A lot of the innovation in our societies is actually taking place beneath the surface of the metrics and indicators we use to measure it.
And this broader understanding of hidden innovation has huge relevance to a country like China, where there is a vast amount of energy, creativity and entrepreneurialism outside conventional R&D-intensive sectors.
As a recent cover story in Fast Company argued, China has a burgeoning creative class. Anyone who doubts that should spend an afternoon strolling around Dashanzi, the artistic district of Beijing, that is such a hothouse of experimentalism in film, art, music and animation.
Measuring these types of innovation is tricky - and making sense of how they relate to science and technology is even harder. But if we are to give a more accurate account of innovation in our economies, we need to get better at measuring and valuing these activities.
A second fault line is between national and cosmopolitan strategies for innovation.
It is an inescapable fact that the rise of innovation from China can at times fuel a climate of anxiety in Europe and the United States. Even well-meaning talk of "indigenous innovation" can easily give rise to negative or defensive reactions.
And let us not be naive: there clearly is a competitive dimension to all of this. The growing innovation capabilities of China will inevitably challenge the established position of Europe and the US in some knowledge- based sectors.
But it is also extremely short -sighted to view these developments primarily as a threat.

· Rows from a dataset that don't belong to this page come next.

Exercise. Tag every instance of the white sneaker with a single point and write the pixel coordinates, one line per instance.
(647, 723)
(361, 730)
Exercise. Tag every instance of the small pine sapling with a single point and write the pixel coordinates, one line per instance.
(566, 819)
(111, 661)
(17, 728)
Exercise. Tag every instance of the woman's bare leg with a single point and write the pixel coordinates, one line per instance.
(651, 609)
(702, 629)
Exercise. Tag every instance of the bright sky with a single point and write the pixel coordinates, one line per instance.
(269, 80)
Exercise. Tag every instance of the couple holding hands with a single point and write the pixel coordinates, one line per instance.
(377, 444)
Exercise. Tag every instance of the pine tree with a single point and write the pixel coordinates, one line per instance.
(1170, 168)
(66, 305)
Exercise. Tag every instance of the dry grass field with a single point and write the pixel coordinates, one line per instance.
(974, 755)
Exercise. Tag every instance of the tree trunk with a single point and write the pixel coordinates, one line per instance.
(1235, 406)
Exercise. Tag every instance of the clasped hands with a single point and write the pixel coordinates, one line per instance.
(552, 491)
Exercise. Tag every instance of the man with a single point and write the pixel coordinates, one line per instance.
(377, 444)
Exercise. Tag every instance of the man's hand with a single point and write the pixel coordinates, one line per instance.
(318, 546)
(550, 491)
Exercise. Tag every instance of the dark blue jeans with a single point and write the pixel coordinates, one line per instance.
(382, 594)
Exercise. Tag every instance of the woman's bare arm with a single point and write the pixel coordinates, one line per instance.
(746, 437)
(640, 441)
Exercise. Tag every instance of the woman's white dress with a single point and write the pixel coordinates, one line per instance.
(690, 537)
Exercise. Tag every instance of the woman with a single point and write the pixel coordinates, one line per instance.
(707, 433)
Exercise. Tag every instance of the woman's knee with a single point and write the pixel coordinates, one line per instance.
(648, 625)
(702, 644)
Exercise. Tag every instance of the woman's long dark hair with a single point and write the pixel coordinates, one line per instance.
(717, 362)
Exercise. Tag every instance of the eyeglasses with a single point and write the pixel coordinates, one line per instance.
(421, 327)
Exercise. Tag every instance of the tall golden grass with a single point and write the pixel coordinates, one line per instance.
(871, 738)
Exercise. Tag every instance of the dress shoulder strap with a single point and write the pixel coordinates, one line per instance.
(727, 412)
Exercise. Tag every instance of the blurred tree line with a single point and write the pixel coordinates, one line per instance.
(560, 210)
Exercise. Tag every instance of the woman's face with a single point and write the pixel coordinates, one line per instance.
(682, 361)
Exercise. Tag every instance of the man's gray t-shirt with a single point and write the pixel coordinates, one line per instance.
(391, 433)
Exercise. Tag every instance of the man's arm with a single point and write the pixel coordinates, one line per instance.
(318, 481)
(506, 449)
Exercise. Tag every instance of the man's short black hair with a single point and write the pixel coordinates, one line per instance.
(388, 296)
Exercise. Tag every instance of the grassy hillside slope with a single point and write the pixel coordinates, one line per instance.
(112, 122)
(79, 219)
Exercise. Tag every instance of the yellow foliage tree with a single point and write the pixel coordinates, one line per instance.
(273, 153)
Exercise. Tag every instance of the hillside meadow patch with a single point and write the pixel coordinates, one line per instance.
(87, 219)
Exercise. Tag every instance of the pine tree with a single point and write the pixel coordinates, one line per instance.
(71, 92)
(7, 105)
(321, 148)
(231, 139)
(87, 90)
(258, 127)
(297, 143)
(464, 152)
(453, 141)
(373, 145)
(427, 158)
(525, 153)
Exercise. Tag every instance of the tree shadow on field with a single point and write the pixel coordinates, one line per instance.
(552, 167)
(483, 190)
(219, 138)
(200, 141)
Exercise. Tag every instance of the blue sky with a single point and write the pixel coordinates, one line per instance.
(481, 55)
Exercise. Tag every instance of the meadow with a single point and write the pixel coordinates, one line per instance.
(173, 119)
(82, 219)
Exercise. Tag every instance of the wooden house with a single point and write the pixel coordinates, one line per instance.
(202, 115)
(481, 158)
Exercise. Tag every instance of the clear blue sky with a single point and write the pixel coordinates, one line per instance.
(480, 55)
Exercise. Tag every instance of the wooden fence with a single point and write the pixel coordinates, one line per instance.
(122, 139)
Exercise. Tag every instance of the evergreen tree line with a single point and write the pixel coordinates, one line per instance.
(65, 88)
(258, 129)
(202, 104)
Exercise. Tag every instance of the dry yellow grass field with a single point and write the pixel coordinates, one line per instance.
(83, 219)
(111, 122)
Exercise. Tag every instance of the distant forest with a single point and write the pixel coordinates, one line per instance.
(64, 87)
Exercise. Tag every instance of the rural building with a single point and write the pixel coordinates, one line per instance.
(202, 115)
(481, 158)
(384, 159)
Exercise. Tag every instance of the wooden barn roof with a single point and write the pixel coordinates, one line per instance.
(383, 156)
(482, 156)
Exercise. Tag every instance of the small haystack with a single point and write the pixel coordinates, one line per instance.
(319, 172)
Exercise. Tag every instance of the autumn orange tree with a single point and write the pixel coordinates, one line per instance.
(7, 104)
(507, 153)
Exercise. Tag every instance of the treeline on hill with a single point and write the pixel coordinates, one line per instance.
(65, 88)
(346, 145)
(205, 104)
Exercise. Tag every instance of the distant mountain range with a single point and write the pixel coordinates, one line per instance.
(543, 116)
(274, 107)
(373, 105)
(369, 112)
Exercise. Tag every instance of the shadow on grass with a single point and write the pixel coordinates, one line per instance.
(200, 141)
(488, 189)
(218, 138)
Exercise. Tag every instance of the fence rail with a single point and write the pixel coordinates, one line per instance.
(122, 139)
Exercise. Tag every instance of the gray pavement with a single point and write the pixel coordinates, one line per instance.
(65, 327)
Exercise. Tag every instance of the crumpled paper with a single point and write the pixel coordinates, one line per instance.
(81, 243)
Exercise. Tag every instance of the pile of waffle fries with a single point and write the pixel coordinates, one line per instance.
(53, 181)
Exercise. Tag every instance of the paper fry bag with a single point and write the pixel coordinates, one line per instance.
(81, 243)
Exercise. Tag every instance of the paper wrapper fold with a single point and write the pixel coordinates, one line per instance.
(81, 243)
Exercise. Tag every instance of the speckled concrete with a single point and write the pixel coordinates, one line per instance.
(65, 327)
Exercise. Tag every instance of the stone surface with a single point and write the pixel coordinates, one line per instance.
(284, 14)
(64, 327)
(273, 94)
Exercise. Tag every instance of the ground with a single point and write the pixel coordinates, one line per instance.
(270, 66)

As China's innovation capabilities grow, a central question is whether these defensive, national responses gather momentum, or whether the opposite impulse toward global collaboration and exchange of new ideas - what we might call "cosmopolitan innovation" - will prove stronger.
Rather than shoring up national scientific defenses, the priority should be developing better mechanisms for orchestrating research across international networks, and supporting the best researchers worldwide to collaborate in pursuit of global research goals.
A final fault line is between a focus on scale at the expense of a debate about directions.
The frameworks that we use to analyze innovation are good at asking "how much?" and "how fast?", but less sophisticated at thinking about the many different outcomes to which all of this investment and activity could be directed.
If we concentrate purely on R&D ratios, graduate numbers and patent filings - the nuts and bolts of a typical innovation systems analysis - we are in danger of losing sight of a more fundamental but open-ended set of questions.
In China, science and innovation are part of a bigger unfolding debate on the pace and direction of reform. Given its levels of investment and ambition, there can be no doubt that China will be a growing force in global innovation over the next decade.
But a lot still depends on the playing out of a complicated set of tensions: between the planned economy and the market; between national and global priorities; between the hardware of research infrastructure and the software of culture and ethics; between the skills and creativity of the scientific workforce, and the entrepreneurialism and networks of returnees.
So in predicting possible futures for Chinese science, we must resist the temptation to ask only "how fast?" Will China move, and also consider "which direction?", "says who?" and "why?"
One crucial question is whether China will choose to direct its growing capabilities for innovation towards more environmentally sustainable pathways of development. There are exciting opportunities here for China to incubate the low-cost innovations that will be essential if it is to move its and other economies onto a low-carbon path.
Above all, China should be a powerful advocate on the world stage for an open, cosmopolitan approach to global innovation: not following the principles of collaboration we have inherited from the 20th Century, but changing the nature of the game and becoming the most networked, collaborative innovation system the world has ever seen.
The author is head of science and innovation at the UK think tank Demos.